SureChEMBL - Chemical Structure Information in Patents

11 Dec 2013

Today we have announced that we are taking over the running of the SureChem system from Digital Science. We have renamed this SureChEMBL to reflect the history and provenance of the technology and engineering, but also to align it with it's new home and future, we like the name, and hope you do. We are delighted that this has happened - Nicko and the team at Digital Science have been great, and the more we have dug in to how it works, the more we have appreciated the design and vision that they had.

If there is one consistent piece of feedback we get about ChEMBL it is in encouraging us to add patent data to what we do. So now we have, but because the data from patents is different in detail from that reported in the published literature, we will keep the databases separate, but closely integrated.

For those of you that are already SureChem users you will be familiar with the functionality and how it works; but for those that weren't SureChEMBL takes feeds of full text patents, identifies chemical objects from either the in-line text or from images and adds 2-D chemical structures.
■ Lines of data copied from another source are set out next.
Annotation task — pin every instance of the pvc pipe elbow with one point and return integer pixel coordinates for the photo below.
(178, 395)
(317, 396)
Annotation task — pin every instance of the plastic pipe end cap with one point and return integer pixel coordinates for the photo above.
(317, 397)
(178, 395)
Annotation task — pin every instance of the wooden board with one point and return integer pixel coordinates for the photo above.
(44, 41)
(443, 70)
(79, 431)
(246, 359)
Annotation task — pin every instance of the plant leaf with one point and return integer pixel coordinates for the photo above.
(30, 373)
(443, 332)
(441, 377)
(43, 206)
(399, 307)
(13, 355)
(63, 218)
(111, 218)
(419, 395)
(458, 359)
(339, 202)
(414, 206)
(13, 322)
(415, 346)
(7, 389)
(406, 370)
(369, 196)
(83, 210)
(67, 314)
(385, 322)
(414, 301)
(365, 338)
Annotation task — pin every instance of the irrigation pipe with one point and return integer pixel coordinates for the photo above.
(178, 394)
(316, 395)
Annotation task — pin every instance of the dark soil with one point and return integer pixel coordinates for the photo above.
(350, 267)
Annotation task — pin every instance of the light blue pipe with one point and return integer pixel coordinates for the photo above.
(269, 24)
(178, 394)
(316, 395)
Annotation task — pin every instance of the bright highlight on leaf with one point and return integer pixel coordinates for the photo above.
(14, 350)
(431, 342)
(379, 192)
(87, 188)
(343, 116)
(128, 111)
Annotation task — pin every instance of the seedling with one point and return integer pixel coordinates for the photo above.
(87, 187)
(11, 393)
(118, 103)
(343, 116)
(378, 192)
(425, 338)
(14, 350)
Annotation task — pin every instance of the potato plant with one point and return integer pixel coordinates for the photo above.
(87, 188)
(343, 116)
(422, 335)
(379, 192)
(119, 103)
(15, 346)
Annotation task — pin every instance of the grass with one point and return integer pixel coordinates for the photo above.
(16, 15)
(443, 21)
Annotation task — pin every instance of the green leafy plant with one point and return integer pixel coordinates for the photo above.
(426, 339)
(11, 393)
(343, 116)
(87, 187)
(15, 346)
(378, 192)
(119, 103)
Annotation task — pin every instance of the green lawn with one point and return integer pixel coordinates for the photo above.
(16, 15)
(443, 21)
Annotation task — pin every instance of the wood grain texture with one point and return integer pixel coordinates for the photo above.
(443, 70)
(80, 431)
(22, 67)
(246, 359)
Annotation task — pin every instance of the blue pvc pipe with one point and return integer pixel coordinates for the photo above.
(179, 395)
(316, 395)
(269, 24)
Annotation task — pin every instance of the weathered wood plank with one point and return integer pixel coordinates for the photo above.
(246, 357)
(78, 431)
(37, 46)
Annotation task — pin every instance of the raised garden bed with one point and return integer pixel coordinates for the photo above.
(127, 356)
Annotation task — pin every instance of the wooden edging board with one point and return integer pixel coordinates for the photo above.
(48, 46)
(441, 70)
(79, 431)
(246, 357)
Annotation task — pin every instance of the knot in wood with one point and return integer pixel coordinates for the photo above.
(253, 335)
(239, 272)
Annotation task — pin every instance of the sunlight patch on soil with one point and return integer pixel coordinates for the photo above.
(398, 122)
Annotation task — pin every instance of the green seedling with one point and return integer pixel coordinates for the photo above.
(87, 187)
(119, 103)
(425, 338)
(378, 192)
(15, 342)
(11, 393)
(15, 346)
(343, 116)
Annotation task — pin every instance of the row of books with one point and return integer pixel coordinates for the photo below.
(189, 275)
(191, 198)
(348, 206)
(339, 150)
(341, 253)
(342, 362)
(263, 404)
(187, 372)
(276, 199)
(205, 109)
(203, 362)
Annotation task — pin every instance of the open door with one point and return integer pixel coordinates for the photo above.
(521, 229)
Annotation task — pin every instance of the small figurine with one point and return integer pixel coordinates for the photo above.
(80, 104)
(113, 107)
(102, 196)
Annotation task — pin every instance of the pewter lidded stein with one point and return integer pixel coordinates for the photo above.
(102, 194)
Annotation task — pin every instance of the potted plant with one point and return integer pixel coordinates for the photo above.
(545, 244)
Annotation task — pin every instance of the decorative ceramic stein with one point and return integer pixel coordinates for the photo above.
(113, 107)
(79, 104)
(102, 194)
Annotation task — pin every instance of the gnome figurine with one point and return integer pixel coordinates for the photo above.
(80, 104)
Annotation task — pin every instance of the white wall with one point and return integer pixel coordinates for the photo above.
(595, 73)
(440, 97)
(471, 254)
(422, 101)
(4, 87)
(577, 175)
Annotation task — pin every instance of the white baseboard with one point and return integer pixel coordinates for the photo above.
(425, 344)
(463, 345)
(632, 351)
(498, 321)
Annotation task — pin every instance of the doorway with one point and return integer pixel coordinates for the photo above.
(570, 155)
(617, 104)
This is then loaded into a database and is searchable by chemical structure, so you can do substructure, similarity searching and so forth - all the good things you'd expect from a chemical database. This chemical search functionality is unavailable from the public, published patent documents, and is really essential for anyone seriously using the patent literature. Oh, and the system does this live, so as patents are published, they are processed and added to the system - the delay between publication and structures being available in SureChEMBL is about a day when converted from text, and a few days when converted from image sources.

SureChEMBL is hosted on the cloud - it's quite a complicated AWS solution, and it will take a few months for us to assume complete control of all the various parts, and, importantly keep things running smoothly behind the scenes, so the continuous access to fresh patent data is maintained.

SureChEMBL uses a number of third part software products in its operation, and arranging the licenses and permissions has been complex, and is still ongoing. The 3rd party software and data feeds used in SureChEMBL include:

Name to structure: ChemAxon, ACD/Labs, Perkin Elmer, OpenEye, OPSIN, NextMove

Chemical cartridge: ChemAxon

Image to structure: Key Module

Patent data: FairView (IFI Claims) – processed patents, TwinDolphin – patent PDFs

These guys have all been a pleasure to work with so far, and SureChEMBL is a great showcase of their respective technologies and data:

We will host the system at the primary urls http://www.ebi.ac.uk/surechembl and also at http://www.surechembl.org - at the moment , these redirect to www.surechem.org, but as we switch things over they will point to servers provisioned by our team, so please start using these new urls for future access, although the original urls will continue to work into the future.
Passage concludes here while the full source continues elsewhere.